Professor Michael Herbst from CANSA shares four tips to help your partner, son or father prevent prostate cancer.
It’s true that most men don’t like to visit the doctor or have regular check-ups. But when it comes to preventing or fighting cancer, early detection is key.
Prostate cancer affects one in ever 27 men, and testicular cancer is known to affect boys as young as 15, so it’s important to encourage the men in your life to have regular check-ups.
- Keep an eye on him. While most men prefer not to “make a fuss” about their aches and pains, there are a few tell-tale signs you can look out for – if you’ve noticed that he’s urinating more frequently than usual (especially at night), or he’s been complaining of swelling in the legs or sharp pains in the pelvic area, encourage him to see a doctor and get tested immediately.
- Make the call.

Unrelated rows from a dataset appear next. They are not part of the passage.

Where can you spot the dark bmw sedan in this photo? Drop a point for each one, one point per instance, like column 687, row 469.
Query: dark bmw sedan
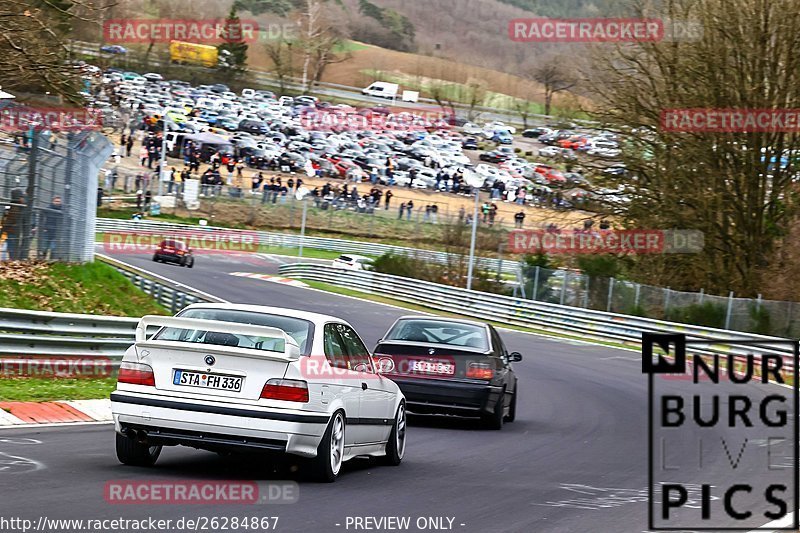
column 452, row 366
column 170, row 251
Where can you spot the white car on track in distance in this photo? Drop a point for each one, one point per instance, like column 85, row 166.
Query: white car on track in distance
column 352, row 262
column 229, row 378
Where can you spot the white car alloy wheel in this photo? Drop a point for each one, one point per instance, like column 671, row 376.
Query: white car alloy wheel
column 400, row 432
column 396, row 445
column 337, row 443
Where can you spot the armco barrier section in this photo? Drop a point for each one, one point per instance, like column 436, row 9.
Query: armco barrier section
column 545, row 317
column 288, row 240
column 40, row 333
column 170, row 294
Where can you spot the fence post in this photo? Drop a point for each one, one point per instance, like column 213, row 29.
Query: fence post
column 586, row 292
column 730, row 309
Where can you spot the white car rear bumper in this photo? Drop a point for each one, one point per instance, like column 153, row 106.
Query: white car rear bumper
column 205, row 424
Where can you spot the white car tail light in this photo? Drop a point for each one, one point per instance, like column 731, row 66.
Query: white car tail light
column 290, row 390
column 136, row 374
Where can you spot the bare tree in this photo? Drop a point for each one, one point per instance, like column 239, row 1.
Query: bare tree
column 280, row 53
column 555, row 76
column 33, row 44
column 739, row 188
column 317, row 42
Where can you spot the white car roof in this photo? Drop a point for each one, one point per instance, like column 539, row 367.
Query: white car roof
column 317, row 318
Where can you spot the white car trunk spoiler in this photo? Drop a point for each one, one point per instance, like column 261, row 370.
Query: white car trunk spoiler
column 291, row 349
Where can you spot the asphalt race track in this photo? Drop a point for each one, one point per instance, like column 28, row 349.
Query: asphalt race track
column 575, row 460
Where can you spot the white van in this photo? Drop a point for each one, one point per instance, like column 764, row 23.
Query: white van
column 382, row 89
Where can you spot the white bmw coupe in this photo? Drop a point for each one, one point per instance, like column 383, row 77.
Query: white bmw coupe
column 225, row 377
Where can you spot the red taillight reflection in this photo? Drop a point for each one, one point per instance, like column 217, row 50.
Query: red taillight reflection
column 480, row 371
column 136, row 374
column 290, row 390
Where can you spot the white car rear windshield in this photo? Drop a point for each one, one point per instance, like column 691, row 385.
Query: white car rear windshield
column 434, row 331
column 301, row 331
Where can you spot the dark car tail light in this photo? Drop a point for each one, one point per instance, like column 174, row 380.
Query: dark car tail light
column 290, row 390
column 480, row 371
column 136, row 374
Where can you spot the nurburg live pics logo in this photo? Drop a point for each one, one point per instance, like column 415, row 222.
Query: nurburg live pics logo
column 730, row 428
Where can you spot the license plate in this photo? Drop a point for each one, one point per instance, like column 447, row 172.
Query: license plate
column 433, row 367
column 207, row 381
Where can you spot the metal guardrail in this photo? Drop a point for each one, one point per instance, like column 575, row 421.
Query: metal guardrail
column 43, row 334
column 551, row 318
column 288, row 240
column 168, row 293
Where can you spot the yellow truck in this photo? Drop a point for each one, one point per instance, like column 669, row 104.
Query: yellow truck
column 193, row 54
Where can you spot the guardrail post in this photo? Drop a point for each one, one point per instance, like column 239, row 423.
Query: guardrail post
column 586, row 293
column 730, row 309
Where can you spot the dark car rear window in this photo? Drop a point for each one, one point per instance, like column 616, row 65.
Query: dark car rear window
column 439, row 332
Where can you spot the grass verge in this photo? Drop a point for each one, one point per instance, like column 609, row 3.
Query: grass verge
column 94, row 288
column 43, row 390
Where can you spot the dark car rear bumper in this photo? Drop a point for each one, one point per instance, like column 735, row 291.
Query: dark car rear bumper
column 448, row 397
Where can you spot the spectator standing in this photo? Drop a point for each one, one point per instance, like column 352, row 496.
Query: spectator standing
column 49, row 222
column 519, row 218
column 13, row 224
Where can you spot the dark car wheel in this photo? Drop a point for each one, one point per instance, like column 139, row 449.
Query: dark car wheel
column 130, row 452
column 512, row 409
column 495, row 419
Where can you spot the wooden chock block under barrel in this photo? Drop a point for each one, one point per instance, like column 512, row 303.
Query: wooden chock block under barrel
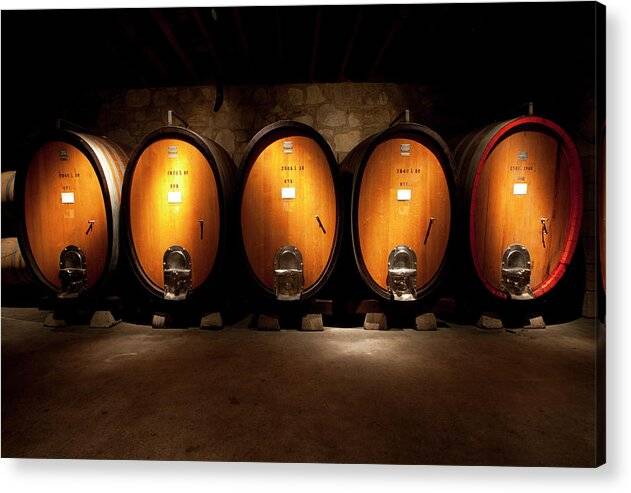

If he just “can’t seem to get round to it”, you could offer to make the appointment for him. Remember that a touch of sensitivity goes a long way, too – for men of 40 and over, who are most at risk of developing prostate cancer, having to face the notorious digital rectal exam (DRE) strikes fear into the heart of even the bravest soul. You could also offer to tag along to the appointment for extra support.
- Get dad involved. Reminding your teenage son to check his testicles for lumps and swelling as he gets into the shower every morning is just plain embarrassing, mom. Rather rope in dad to have “the talk” about testicular self-examinations on a regular basis. Testicular cancer is most commonly diagnosed in men between the ages of 20 and 39, but has been found in teenage boys as young as 15 – it’s important that they are aware of the risks, and how to identify symptoms.
- Talk about it. Cancer is no longer spoken about in hushed tones – it’s a disease being fought across SA through impactful campaigning. The men in your life should be aware of the facts: cancer is not a death sentence and can be treated successfully if caught early enough. Make the effort to educate yourself and your family about the risks of cancer.